3
votes

I was thinking that 64 bit host machine can launch 32 bit LXC as we have a option of specifying arch during LXC creation.

 hostmc$> lxc-create -n ubuntu -t ubuntu -- i386

Host machine:

 hostmc$> uname -a Linux D 3.11.0-26-generic #45~precise1-Ubuntu SMP Tue Jul 15 04:02:35 UTC 2014 x86_64 x86_64 x86_64 GNU/Linux

But then on login in to the 32 bit LXC container, I find uname -a specify the arch as x86_64 and even running file command also specify the arch as x86_64 instead of i386

   hostmc$> lxc-console -n ubuntu

   ubuntu@ubuntu:~$ uname -a
   Linux ubuntu 3.11.0-26-generic #45~precise1-Ubuntu SMP Tue Jul 15 04:02:35 UTC 2014 x86_64 x86_64 x86_64 GNU/Linux

   ubuntu@ubuntu:~$ file /bin/ls
   /bin/ls: ELF 64-bit LSB executable, x86-64, version 1 (SYSV), dynamically linked (uses shared libs), for GNU/Linux 2.6.24, BuildID[sha1]=0x37cdd635587f519989044055623abff939002027, stripped
3

3 Answers

3
votes

On my Debian 8.2 (jessie), I get:

root@srv1:~# uname -a
Linux srv1 3.16.0-4-amd64 #1 SMP Debian 3.16.7-ckt11-1+deb8u4 (2015-09-19) x86_64 GNU/Linux

root@srv1:~# lxc-create -n vm -t debian --dir /data/vm -- -a i386
...
root@srv1:~# lxc-start -n vm
...
(in the VM)
root@vm:~# uname -a
Linux vm 3.16.0-4-amd64 #1 SMP Debian 3.16.7-ckt11-1+deb8u4 (2015-09-19) i686 GNU/Linux

The key difference with your example is the -a flag.

1
votes

Although this is late, but it might be helpful to someone.
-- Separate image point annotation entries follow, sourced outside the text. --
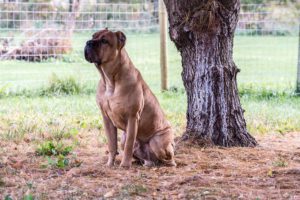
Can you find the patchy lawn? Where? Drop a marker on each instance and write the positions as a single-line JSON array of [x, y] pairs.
[[269, 171]]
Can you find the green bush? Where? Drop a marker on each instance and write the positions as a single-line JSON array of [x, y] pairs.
[[50, 148], [59, 86]]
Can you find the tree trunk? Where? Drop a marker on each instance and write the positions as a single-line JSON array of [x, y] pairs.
[[203, 33]]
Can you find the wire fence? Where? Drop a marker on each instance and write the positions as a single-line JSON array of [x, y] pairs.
[[39, 39]]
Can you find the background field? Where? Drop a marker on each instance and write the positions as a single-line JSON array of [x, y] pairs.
[[265, 61]]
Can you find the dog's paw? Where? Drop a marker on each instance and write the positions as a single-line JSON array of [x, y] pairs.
[[125, 165], [148, 163], [110, 163]]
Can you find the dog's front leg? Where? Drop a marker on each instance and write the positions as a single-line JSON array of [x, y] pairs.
[[111, 135], [131, 130]]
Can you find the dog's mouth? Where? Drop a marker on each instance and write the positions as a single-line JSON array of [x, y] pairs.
[[90, 57]]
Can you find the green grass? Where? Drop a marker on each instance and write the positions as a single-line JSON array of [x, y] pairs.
[[21, 116], [266, 82]]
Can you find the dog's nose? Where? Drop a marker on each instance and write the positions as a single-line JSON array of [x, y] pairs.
[[89, 43]]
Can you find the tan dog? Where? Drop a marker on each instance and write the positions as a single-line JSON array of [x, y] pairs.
[[127, 103]]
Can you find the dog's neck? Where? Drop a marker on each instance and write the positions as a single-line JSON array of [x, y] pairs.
[[110, 70]]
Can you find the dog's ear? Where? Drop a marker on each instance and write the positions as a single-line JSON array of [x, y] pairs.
[[121, 39]]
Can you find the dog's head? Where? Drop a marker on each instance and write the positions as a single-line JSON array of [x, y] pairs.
[[104, 46]]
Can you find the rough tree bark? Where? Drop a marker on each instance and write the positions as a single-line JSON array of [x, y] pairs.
[[203, 32]]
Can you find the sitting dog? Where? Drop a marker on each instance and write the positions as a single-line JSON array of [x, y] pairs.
[[127, 103]]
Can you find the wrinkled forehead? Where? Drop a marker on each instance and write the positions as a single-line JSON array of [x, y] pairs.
[[103, 34]]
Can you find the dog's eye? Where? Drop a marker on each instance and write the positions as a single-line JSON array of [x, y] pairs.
[[104, 41]]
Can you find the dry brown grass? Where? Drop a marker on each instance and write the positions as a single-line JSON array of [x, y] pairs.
[[270, 171]]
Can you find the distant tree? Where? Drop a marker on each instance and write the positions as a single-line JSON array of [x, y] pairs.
[[203, 33]]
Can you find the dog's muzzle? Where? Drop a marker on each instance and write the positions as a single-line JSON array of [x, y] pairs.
[[88, 53]]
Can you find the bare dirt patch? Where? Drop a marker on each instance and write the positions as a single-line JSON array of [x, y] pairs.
[[270, 171]]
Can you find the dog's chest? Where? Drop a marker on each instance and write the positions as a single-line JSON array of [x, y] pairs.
[[114, 109]]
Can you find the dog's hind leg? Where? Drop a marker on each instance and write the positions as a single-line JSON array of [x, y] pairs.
[[163, 148]]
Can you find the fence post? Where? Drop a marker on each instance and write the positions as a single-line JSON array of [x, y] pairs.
[[298, 71], [163, 45]]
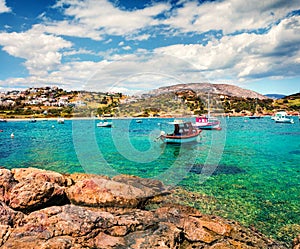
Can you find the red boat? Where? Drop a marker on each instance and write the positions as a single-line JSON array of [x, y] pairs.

I did it in Ubuntu Bionic with a Bionic 32-bit guest with the following:

sudo lxc launch images:ubuntu/18.04/i386 GuestName
# run with 
sudo lxc exec GuestName bash

and uname -a returns:

Linux MachineName 4.15.0-46-generic #49-Ubuntu SMP Wed Feb 6 09:33:07 UTC 2019 i686 i686 i686 GNU/Linux

So it's 32-bit, and the application I'm debugging confirmed it.

0
votes

When the host runs a 64 bit system the containers will always show a 64 bit system when you execute uname.

Containers and the host share the same Linux kernel instance. Containers are encapsulated processes but they still run in the host kernel. And if the host kernel is a 64 bit kernel the container processes are always processes that are executed 64 bit.